Sudah lebih dari setengah hari Mingyu yang ditinggal sendirian itu tidak bertemu dengan Wonwoo.

Seperti biasa, Wonwoo berburu dan langsung menjual hasil buruan ke pasar. Tanpa pulang ke rumah terlebih dahulu.

Ia sebenarnya sudah berhasil menjual binatang yang ia buru. Ia bahkan sudah kembali ke rumah. Namun saat itu Mingyu berada di kamar mandi. Dan sebelum Mingyu selesai dengan urusannya, Wonwoo pergi lagi. Entah ke mana. Sehingga Mingyu tidak tahu.

Tiba-tiba Mingyu menemukan sesuatu di atas meja ruang tengah. Ia meraih benda itu.

Sebuah surat bertuliskan Wedding Invitation. Wen Junhui & Kang Kyungwon.

Mingyu merasa prihatin melihat itu.

.

.

.

Selama hampir setengah jam Mingyu berlari untuk mencari-cari, tidak terasa akhirnya sampai di pusat hutan.

Ia melihat air terjun pada sebuah tebing tinggi. Airnya mengalir pada sungai yang berada di depannya.

Dari balik sebuah pohon besar ia berjalan mendekati seseorang yang duduk sendirian di atas gelondongan kayu, membelakanginya. Di malam yang gelap ini seseorang itu ditemani banyak kunang-kunang yang cahayanya menerangi malam.

Mingyu mengambil tempat di samping seseorang yang telah ia ketahui bahwa itu adalah Wonwoo.

"Mingyu?" kaget Wonwoo ketika menoleh pada seseorang yang tiba-tiba sudah duduk di sisinya.

Satu tangan Mingyu memegang bahu sang lawan bicara, "Kau membuatku khawatir saja. Kau tidak apa-apa?" intonasi cemas terselip di dalam kalimat itu.

Wonwoo tersenyum miris. Mata itu memantulkan refleksi kesakitan yang tidak Mingyu mengerti, "Bohong jika aku mengatakan aku baik-baik saja." Dengan mengatakan itu Wonwoo seketika menangis. Padahal ia baru saja berhenti.

Sekarang barulah Mingyu bisa mengerti dengan apa yang mata bening itu perlihatkan. Karena sekarang kesedihan itu sudah terlihat begitu jelas.

Perlahan Mingyu membawa Wonwoo ke dalam pelukannya.

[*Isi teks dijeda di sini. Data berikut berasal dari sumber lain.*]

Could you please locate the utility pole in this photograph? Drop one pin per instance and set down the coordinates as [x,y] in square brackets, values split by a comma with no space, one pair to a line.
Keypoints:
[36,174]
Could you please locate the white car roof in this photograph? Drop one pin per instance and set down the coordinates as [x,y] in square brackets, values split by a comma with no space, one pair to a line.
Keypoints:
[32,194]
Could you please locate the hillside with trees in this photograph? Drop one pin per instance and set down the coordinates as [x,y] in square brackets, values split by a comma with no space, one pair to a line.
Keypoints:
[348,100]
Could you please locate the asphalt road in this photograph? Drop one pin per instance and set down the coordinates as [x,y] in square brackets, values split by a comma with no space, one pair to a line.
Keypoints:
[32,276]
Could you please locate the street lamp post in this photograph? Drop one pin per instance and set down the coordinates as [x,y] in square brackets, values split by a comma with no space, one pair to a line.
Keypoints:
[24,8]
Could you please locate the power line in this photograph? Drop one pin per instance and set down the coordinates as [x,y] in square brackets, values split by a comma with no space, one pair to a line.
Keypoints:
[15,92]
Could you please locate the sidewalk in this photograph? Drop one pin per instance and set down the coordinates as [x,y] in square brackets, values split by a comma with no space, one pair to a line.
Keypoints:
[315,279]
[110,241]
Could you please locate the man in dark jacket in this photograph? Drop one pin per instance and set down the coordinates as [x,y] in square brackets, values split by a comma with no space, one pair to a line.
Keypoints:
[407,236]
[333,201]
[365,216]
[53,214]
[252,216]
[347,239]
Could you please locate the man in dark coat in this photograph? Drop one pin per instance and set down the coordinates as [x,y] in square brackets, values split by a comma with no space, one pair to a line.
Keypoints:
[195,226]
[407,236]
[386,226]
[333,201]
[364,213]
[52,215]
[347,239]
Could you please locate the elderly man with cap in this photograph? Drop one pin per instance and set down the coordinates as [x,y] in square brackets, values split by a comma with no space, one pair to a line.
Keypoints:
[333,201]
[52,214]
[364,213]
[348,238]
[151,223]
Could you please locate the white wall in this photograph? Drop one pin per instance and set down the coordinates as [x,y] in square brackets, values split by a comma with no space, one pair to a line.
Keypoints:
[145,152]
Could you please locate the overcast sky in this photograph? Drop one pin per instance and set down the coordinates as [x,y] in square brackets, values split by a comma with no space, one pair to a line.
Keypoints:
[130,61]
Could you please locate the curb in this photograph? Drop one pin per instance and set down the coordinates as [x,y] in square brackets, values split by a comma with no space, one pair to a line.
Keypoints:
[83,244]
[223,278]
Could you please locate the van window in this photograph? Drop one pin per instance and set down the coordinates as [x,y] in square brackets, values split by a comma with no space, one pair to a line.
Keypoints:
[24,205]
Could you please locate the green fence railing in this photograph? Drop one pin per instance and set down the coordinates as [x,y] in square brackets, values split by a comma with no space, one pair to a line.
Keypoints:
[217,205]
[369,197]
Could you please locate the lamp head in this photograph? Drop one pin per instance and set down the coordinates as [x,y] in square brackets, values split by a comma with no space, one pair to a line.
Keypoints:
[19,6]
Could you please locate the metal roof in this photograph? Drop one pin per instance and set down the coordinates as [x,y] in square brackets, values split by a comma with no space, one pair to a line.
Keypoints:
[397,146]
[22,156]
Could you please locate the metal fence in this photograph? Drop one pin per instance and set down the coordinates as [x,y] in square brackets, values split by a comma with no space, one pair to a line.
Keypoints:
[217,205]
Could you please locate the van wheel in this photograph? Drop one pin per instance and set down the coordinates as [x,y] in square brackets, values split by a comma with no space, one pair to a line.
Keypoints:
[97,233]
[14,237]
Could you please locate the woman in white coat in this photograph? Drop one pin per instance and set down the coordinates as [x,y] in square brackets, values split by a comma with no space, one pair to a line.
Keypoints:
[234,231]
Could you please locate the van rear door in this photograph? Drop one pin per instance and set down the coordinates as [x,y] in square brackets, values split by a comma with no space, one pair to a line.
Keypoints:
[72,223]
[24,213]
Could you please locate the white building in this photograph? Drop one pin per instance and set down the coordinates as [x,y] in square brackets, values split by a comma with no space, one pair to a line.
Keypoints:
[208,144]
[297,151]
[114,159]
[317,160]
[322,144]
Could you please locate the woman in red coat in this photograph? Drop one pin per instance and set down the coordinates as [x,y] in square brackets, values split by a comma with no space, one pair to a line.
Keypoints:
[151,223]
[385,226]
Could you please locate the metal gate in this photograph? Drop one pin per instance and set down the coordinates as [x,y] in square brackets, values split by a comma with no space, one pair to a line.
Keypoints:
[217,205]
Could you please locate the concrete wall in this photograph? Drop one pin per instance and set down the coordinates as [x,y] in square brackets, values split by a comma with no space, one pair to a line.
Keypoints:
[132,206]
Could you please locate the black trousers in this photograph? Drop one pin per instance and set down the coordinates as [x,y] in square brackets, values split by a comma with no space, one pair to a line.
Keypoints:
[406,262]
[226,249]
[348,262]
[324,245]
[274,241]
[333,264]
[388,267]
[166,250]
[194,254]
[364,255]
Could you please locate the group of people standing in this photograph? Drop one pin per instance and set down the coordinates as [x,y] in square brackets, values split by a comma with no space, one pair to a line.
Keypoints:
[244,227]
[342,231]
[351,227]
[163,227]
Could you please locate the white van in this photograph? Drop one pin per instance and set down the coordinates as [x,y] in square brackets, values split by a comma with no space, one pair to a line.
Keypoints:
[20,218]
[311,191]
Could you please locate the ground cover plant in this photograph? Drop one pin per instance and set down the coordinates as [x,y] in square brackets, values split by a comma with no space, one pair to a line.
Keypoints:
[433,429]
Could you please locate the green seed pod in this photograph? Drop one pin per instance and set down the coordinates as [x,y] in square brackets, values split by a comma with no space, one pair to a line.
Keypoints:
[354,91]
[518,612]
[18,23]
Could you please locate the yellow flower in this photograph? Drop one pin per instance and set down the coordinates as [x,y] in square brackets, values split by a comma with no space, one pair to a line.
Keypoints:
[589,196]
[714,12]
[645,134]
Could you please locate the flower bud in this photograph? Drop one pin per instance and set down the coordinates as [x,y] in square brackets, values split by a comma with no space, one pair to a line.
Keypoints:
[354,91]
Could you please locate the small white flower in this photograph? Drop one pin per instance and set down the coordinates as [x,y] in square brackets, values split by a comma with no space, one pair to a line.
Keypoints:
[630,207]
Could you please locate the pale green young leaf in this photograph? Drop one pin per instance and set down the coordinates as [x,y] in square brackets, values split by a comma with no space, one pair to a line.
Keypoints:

Wonwoo tidak bisa berhenti menangis di dalam hangatnya pelukan Mingyu. Ia terisak. Sesegukan. Air mata membasahi pakaian Mingyu. Mingyu hanya bisa menepuk-nepuk punggung Wonwoo, mencoba menyalurkan afeksi melalui sentuhan itu. Siapa tahu pria manis yang ia sukai itu bisa merasa lebih baik.

Wonwoo bisa merasa seterpukul ini karena Kyungwon terpaksa harus meninggalkannya. Kedua orang tua gadis itu tidak menyukai asal-usul keluarga Wonwoo yang memiliki ayah yang masih terlalu muda dan tujuh ibu tiri. Jadi ayah dan ibu Kyungwon langsung menjodohkan dan menikahkan putri bungsunya yang manja itu dengan pria lain yang keluarganya menurut mereka lebih normal. Jadi gadis cantik itu sendiri tidak menginginkan perpisahan ini. Rasanya terlalu mendadak dan tiba-tiba sehingga membuat ia dan Wonwoo merasa syok. Tidak pernah menyangka bahwa semua ini akan terjadi.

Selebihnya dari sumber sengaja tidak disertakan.